3 Mayıs 1962, Ankara. Rüzgârlı Sokak’ta toplanan beş binin üzerinde işsiz sloganlar atarak yürüyüşe geçer. Kitlenin önünde Fukara Tahir vardır. Kalabalık, polisin Rüzgârlı Sokak’ın sonunda ve Anadolu Ajansı’yla Opera binası önünde kurduğu barikatları aşarak Sıhhiye’ye ulaşır. Oradan coplarla saldırıya geçen polisi yararak, koşar adımlarla Meclis’in kapısına dayanır. Burada çatışma daha da şiddetlenir ve gözaltına alınanlar olur. Eylemin içinde olan Türkiye sendika hareketinin bir başka efsanesi İsmet Demir, kalabalığın geldiğini duyan milletvekillerinin Meclis’in arka kapısından Volkswagen arabalara altı, yedi kişi girerek kaçtıklarını anlatır anılarında. Kitle patlamaya hazırdır; Başbakan İnönü Meclis’e gelir, Meclis Başkanı Fuat Sirmen ve Senato Başkanı Suat Hayri Ürgüplü’nün, işçiler tarafından seçilecek bir heyetle görüşmeyi kabul etmeleri üzerine hava biraz yumuşar. Aynı gün Senato’da, 4 Mayıs günü de Türkiye Büyük Millet Meclisi’nde işsizlikle ilgili genel görüşme açılması kararlaştırılır. İşsizliğe karşı, ekonomik taleplerle başlayan gösterinin içeriği, eylem içinde değişmiş, hedefi siyasal iktidara yönelmiştir. “Af değil iş!”, “İnönü istifa!”, “Ecevit istifa!” sloganlarıyla Ankara caddelerini inleten yapı işçilerinin ve işsizlerin gösterisi, iktidar çevrelerinde panik yaratmıştır. Açlar Yürüyüşü, Fukara Tahir’in örgütlediği, siyasi gündemi belirleyen, siyasi sonuçlar yaratan, çok etkili ve iz bırakan işçi eylemlerinden biridir.

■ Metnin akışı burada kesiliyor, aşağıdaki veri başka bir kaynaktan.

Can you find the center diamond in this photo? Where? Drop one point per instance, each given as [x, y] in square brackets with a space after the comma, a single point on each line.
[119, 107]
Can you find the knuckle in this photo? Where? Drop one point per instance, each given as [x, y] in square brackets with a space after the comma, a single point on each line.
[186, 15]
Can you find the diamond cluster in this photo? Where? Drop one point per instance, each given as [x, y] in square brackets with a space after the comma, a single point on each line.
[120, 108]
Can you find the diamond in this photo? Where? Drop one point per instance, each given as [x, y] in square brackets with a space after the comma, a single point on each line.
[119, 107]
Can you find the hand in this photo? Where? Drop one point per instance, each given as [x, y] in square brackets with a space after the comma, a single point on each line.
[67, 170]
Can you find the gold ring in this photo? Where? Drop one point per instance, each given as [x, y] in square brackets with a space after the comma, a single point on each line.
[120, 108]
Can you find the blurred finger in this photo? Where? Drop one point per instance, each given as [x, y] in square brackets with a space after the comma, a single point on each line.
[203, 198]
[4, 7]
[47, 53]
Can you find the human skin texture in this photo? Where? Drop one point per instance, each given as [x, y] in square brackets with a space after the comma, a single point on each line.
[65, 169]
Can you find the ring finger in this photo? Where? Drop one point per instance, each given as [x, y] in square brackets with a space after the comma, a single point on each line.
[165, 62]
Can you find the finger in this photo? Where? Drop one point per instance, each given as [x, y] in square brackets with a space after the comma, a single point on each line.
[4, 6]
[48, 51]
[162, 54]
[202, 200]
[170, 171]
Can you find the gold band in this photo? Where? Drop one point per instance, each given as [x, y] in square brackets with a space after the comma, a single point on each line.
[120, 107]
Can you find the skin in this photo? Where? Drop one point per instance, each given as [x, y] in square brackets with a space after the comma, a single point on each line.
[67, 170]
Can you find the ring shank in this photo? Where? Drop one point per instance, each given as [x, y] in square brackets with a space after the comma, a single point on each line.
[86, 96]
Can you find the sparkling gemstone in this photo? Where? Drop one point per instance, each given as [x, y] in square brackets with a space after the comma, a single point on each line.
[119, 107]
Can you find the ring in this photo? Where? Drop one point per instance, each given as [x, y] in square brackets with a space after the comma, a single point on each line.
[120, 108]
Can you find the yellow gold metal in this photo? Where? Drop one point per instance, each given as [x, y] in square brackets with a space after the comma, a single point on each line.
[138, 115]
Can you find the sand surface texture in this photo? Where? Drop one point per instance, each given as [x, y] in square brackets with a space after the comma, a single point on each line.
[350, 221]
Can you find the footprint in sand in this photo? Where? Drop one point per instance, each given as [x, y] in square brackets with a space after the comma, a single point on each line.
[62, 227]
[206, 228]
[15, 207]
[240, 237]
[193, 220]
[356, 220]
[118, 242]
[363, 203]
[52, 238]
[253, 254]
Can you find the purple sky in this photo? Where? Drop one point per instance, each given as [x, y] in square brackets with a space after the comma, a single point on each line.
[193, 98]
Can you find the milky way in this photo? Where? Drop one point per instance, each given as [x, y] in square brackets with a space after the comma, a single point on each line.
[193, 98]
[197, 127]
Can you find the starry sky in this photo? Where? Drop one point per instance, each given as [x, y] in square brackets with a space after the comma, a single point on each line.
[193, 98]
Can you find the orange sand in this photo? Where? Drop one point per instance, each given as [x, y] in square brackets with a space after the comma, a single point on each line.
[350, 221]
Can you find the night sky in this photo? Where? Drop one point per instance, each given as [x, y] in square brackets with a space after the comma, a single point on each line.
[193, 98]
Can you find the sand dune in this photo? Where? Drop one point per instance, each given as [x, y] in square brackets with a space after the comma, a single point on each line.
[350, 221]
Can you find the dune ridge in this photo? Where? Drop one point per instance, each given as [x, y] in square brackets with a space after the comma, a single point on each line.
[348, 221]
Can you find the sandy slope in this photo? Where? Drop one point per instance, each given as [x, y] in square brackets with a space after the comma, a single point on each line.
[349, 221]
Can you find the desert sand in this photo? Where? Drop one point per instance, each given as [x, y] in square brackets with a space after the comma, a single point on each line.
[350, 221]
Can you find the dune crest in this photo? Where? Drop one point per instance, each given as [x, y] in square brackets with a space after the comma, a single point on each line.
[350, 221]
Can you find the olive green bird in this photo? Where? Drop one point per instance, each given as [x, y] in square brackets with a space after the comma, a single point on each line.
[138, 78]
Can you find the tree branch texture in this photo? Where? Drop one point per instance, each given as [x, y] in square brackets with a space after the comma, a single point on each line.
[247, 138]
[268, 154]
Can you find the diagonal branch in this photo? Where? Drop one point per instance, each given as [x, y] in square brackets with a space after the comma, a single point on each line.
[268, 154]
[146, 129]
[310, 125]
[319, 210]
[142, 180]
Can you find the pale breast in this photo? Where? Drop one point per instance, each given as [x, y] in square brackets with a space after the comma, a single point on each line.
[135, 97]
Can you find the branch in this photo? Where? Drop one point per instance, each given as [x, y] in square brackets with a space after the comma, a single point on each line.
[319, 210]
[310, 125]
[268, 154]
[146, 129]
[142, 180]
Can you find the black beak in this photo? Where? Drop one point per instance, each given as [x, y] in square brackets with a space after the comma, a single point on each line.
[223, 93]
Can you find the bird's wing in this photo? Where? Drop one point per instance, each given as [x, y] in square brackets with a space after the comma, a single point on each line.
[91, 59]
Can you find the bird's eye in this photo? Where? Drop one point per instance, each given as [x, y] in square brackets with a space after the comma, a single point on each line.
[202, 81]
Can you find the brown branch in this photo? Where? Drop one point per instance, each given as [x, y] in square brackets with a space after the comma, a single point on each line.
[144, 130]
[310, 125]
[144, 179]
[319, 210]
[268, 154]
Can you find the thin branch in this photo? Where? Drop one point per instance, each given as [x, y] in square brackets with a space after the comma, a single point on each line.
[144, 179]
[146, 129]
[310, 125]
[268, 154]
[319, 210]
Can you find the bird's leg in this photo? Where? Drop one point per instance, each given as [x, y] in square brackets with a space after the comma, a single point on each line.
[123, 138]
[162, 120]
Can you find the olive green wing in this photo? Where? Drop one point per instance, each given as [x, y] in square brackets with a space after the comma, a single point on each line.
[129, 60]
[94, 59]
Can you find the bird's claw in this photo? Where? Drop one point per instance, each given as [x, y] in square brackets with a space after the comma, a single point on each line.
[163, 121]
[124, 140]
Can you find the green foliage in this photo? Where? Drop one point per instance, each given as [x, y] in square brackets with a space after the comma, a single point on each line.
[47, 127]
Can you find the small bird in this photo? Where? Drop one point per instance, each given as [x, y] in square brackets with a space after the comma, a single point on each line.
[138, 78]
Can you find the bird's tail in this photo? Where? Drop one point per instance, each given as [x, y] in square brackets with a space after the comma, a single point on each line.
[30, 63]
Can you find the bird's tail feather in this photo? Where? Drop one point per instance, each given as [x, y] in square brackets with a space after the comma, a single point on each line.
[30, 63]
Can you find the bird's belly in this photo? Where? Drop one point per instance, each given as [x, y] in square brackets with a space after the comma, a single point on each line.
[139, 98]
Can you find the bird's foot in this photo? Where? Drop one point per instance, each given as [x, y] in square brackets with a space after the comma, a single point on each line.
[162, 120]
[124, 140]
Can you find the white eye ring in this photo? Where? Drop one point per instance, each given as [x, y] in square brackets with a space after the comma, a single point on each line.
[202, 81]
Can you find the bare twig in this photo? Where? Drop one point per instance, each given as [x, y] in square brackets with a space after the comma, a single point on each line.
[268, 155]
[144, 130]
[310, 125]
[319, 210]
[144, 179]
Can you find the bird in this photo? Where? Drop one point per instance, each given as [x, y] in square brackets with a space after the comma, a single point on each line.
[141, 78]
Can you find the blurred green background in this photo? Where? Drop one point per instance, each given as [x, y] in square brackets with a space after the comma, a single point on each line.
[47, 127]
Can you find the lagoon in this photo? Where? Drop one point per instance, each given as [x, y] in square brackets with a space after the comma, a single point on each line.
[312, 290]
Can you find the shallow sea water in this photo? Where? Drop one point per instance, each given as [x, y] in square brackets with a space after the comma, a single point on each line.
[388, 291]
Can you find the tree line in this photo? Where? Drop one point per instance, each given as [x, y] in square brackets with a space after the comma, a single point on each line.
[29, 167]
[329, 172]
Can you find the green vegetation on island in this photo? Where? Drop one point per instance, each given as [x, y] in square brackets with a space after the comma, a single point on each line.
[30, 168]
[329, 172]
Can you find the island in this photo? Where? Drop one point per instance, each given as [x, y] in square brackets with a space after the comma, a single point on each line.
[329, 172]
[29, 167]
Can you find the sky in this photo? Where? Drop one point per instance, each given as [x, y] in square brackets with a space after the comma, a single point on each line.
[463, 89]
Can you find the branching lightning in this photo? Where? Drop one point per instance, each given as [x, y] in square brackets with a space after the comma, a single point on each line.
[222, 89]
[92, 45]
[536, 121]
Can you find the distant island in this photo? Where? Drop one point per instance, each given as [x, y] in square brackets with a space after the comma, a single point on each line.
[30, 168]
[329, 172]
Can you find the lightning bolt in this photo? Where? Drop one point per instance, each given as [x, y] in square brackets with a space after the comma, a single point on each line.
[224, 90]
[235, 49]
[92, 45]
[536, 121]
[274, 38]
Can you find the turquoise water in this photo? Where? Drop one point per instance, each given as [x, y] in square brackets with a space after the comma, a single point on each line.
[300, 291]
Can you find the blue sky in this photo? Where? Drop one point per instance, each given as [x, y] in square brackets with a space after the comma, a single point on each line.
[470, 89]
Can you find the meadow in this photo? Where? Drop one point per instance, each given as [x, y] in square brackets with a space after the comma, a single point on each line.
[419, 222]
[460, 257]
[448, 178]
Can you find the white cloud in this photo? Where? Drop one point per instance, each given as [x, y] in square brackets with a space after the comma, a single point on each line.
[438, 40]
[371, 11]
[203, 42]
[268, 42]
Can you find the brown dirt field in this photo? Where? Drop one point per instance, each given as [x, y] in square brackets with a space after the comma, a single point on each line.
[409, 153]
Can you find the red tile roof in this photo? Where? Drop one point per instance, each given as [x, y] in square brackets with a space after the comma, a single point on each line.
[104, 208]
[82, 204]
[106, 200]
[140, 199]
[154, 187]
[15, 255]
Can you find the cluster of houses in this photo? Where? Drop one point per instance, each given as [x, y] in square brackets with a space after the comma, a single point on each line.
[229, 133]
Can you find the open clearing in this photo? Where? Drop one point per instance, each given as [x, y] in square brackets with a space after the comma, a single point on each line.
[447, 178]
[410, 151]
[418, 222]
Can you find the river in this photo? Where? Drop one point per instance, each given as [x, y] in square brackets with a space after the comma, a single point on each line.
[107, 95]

İşsizlerin ayak seslerinin Ankara’yı titrettiği günlerde Karadeniz Ereğlisi’nde Türkiye’nin büyük ağır sanayi kompleksi Ereğli Demir ve Çelik Fabrikalarının inşaatı sürmektedir. Ereğli’nin sokakları, iş bulmak umuduyla Anadolu’nun dört bir yanından gelmiş binlerce işsize dar gelmektedir. Evler, ahırlar, kimi tadilatlar ve eklemelerle pansiyonlara dönüştürülmüş, ev ve oda kiraları el yakmaktadır. Otel fiyatları fahiştir. İnsanlar parklarda, mezarlık içlerinde yatıp kalkmakta, kahvelerde sandalyeler sabaha kadar kiraya verilmektedir. Ekmek yetmemektedir, çeşmeler kurumuştur. İş bulabilenler yapı sahasında, şantiyelerde, derme çatma barakalarda barınmaktadırlar. Bir sömürge diyarıdır Ereğli: işçinin su kabına, avucuna işeyenler, işçiyi rüşvetle işe alıp arka kapıdan sokanlar, velhasıl saymakla bitmeyen türlü alçaklıkların, haksızlıkların diyarıdır. Ereğli’de ağır sanayi inşaatını üstlenen Amerikan şirketlerinin en berbatı, en acımasızı Morrison’dur. Sömürünün, baskının en ağırını akla getiren kötücül bir simgedir Morrison.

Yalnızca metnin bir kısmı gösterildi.